Le marché est dominé par quelques maisons historiques. DeMoulin Bros., fondée en 1892, fabrique des uniformes entièrement sur mesure pour des ensembles musicaux du monde entier, à partir de tissus développés spécifiquement pour résister aux exigences des fanfares actuelles. Fred J. Miller Inc. mise de son côté sur la griffe CESARIO™ : les créations exclusives de Michael J. Cesario cherchent à capter l’identité de chaque formation et à respecter ses traditions tout en apportant un regard neuf à chaque projet — ses modèles rouges comptent parmi les plus demandés.
Bandmans, autre acteur reconnu, propose des vestes de défilé personnalisées conçues avec des machines de dernière génération, à des tarifs qui restent accessibles, avec des visuels retravaillés par imagerie numérique avant production. Pour les budgets serrés, le marché de l’occasion est étonnamment fourni : Marchinglinks écoule en dépôt-vente des lots complets d’uniformes peu portés — des ensembles de 100 à 250 pièces en bleu, blanc et marine, en rouge, noir et argent, ou encore en bordeaux et orange — stockés dans un entrepôt de Pennsylvanie centrale et disponibles à la location comme à l’achat, que vous en cherchiez deux ou deux cents. Des plateformes comme Alibaba complètent l’offre à l’international, avec des tenues d’officier de marine en laine, des uniformes de pipe band et des vestes de fanfare vendues à la pièce dès une douzaine de dollars, moyennant de grosses quantités minimales.
La compétition, vitrine des plus belles tenues
C’est en concours que ces uniformes prennent tout leur sens. La World Association of Marching Show Bands (WAMSB), organisation internationale à but non lucratif, met en relation des fanfares du monde entier et organise des épreuves régionales qualificatives pour son championnat du monde annuel. Aux États-Unis, les circuits scolaires font vivre la discipline : les Marching Bolts du lycée de Millville ont récemment signé un score historique de 91,24, pulvérisant un record d’école vieux de 25 ans et décrochant le titre de champions du Tournament of Bands (Région 1, groupe 4A), assorti des prix du meilleur visuel et de la meilleure color guard, au terme d’une saison à huit premières places.

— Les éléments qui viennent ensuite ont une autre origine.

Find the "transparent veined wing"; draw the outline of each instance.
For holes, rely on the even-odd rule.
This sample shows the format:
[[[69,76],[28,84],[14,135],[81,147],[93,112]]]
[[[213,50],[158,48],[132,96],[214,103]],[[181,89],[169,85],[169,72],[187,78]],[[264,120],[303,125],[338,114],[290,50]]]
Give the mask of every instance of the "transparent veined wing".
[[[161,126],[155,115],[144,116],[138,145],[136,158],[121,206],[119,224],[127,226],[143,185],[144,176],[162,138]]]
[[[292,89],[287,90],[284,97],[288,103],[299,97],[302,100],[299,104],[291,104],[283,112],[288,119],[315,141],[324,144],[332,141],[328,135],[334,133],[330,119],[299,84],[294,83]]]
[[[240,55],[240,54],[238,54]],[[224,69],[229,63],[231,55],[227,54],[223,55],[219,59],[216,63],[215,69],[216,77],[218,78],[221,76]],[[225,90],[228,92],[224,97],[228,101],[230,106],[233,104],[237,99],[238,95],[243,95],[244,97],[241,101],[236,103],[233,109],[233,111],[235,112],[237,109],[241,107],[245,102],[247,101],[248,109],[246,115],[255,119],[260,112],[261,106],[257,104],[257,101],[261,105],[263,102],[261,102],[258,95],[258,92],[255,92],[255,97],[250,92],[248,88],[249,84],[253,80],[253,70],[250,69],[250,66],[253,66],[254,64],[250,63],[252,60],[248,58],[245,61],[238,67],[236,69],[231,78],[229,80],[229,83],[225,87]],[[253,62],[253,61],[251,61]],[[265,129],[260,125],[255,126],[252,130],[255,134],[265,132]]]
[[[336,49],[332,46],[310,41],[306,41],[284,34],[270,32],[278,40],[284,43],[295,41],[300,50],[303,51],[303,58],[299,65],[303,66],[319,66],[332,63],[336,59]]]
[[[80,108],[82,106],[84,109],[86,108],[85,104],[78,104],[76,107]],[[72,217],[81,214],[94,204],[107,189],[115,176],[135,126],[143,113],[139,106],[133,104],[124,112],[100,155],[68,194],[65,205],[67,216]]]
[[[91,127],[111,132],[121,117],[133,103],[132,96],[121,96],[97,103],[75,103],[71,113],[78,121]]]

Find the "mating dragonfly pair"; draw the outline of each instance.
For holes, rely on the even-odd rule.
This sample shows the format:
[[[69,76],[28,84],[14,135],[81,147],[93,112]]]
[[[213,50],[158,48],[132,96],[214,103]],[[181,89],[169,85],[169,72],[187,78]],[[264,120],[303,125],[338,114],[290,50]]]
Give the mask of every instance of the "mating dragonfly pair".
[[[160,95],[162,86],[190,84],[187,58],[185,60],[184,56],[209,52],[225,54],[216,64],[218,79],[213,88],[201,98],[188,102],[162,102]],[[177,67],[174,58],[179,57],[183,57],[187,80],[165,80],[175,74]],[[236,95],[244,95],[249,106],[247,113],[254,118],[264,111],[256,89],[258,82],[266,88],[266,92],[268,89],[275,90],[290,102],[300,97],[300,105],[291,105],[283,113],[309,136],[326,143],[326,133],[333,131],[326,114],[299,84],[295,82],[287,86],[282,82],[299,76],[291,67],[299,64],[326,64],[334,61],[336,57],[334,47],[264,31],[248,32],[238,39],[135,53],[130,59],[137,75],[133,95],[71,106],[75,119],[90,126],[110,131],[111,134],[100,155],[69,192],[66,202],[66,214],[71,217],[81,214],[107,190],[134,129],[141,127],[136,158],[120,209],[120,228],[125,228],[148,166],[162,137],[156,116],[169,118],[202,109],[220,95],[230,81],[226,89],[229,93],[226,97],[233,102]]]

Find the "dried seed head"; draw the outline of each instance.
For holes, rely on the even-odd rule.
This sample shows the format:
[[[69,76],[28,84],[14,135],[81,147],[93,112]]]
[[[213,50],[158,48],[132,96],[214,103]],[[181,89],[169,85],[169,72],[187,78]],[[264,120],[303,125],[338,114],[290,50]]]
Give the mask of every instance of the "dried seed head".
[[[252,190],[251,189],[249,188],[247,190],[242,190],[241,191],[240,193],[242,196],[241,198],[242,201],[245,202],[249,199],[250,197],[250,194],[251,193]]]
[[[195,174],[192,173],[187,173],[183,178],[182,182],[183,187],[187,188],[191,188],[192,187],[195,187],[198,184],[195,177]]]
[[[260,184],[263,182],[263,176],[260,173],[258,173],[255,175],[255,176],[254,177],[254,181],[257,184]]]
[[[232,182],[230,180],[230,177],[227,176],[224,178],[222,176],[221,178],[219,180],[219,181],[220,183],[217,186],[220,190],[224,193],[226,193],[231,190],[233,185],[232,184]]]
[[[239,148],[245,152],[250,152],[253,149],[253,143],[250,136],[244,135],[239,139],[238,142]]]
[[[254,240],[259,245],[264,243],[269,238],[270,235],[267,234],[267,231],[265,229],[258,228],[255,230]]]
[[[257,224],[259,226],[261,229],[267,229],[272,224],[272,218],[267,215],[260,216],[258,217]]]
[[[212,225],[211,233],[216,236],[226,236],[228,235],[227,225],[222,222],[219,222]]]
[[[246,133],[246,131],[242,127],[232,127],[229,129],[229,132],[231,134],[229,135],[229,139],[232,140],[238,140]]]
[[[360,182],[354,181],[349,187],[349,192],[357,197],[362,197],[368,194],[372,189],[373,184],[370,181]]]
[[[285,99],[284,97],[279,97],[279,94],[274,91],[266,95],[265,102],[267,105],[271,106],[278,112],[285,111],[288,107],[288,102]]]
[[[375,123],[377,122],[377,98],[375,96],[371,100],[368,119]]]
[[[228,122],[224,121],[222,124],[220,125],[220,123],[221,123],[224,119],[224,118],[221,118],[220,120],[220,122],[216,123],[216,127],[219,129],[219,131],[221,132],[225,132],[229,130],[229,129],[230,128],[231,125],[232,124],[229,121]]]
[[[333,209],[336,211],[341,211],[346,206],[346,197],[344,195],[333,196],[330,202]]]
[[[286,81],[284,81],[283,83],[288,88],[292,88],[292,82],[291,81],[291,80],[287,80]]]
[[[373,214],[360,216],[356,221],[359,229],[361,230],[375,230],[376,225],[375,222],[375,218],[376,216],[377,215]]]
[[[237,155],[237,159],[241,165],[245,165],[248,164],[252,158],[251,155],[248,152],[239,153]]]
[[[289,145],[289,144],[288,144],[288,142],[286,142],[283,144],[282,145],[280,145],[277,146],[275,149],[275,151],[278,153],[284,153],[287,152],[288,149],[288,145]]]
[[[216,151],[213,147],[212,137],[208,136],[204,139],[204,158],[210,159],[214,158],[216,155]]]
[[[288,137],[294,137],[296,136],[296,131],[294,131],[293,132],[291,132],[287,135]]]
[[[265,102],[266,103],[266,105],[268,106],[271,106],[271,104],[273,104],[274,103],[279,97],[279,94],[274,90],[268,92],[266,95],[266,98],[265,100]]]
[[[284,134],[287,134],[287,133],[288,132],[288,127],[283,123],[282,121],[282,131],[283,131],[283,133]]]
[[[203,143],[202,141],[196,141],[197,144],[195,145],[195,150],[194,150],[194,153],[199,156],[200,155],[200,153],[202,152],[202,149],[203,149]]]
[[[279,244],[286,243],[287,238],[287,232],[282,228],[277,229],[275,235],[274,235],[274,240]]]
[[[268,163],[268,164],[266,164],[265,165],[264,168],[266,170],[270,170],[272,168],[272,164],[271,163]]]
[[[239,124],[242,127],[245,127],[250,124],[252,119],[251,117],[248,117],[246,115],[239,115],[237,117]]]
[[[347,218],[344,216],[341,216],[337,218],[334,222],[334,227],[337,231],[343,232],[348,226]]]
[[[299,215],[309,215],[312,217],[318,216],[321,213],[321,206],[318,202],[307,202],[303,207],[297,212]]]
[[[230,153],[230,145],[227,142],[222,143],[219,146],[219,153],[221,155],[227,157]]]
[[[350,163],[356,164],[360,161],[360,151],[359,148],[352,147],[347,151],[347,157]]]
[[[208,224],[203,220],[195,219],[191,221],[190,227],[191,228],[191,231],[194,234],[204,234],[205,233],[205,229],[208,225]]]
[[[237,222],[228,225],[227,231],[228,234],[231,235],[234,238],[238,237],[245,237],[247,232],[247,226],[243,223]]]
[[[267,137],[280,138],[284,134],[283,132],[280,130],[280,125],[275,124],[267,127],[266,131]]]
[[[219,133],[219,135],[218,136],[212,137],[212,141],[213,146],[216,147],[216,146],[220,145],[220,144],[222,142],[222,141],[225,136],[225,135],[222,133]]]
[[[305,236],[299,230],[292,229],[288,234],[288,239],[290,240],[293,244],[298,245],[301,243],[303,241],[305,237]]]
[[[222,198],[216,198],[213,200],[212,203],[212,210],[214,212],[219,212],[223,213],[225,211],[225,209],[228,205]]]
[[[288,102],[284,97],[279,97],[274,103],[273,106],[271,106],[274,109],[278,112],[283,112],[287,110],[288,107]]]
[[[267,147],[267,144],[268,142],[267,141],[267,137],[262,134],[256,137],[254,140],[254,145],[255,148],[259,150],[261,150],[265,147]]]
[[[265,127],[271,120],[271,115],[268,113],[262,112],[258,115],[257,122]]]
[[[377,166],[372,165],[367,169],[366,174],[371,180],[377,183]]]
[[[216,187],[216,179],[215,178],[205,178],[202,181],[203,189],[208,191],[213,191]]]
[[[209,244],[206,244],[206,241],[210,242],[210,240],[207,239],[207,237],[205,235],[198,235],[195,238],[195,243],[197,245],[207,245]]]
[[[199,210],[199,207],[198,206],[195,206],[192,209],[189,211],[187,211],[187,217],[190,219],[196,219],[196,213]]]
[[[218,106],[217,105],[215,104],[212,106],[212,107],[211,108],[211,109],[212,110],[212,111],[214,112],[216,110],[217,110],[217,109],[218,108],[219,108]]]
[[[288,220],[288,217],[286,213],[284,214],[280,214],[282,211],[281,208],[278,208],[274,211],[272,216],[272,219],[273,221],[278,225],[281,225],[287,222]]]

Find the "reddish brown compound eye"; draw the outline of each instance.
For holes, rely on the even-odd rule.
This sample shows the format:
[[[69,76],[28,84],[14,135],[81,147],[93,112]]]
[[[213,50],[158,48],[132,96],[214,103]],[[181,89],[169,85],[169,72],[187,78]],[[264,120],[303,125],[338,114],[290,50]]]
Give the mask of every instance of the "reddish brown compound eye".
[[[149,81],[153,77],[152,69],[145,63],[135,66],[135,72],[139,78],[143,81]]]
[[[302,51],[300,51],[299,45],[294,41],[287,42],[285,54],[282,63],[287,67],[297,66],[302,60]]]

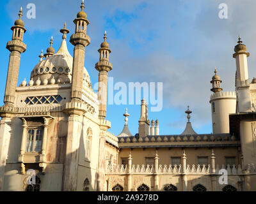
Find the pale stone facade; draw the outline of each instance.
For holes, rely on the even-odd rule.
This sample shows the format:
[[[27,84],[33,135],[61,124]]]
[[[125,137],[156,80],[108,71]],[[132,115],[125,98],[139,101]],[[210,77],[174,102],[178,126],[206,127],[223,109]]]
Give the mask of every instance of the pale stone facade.
[[[131,133],[126,110],[116,136],[108,131],[111,124],[106,119],[111,50],[105,33],[95,64],[97,94],[84,67],[90,39],[83,3],[81,7],[70,38],[73,57],[65,24],[58,50],[55,53],[52,38],[30,80],[19,87],[21,54],[26,49],[22,10],[12,27],[0,108],[0,191],[256,191],[256,80],[249,82],[249,54],[240,38],[233,55],[236,92],[222,92],[216,70],[211,82],[213,134],[195,131],[188,107],[184,131],[161,135],[159,122],[149,120],[143,99],[138,133]],[[32,183],[31,170],[36,175]],[[219,182],[221,170],[228,184]]]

Les universités soignent aussi leur image. En septembre 2015, la Wildcat Marching Band de l’université du Kentucky a dévoilé de nouveaux uniformes au look volontairement rétro pour ses quelque 250 musiciens, en écho à la rénovation du Commonwealth Stadium — preuve que la tenue reste un enjeu d’identité autant que d’esthétique.
Chaque branche de l’armée américaine entretient d’ailleurs ses propres formations musicales, du jazz à l’orchestre symphonique en passant par la fanfare de défilé. Et pour qui passe par Washington, le Old Guard Fife and Drum Corps de l’US Army et le Silent Drill Team des Marines valent le détour à eux seuls. Entre tradition militaire et créativité contemporaine, l’uniforme de fanfare n’a pas fini de faire le spectacle.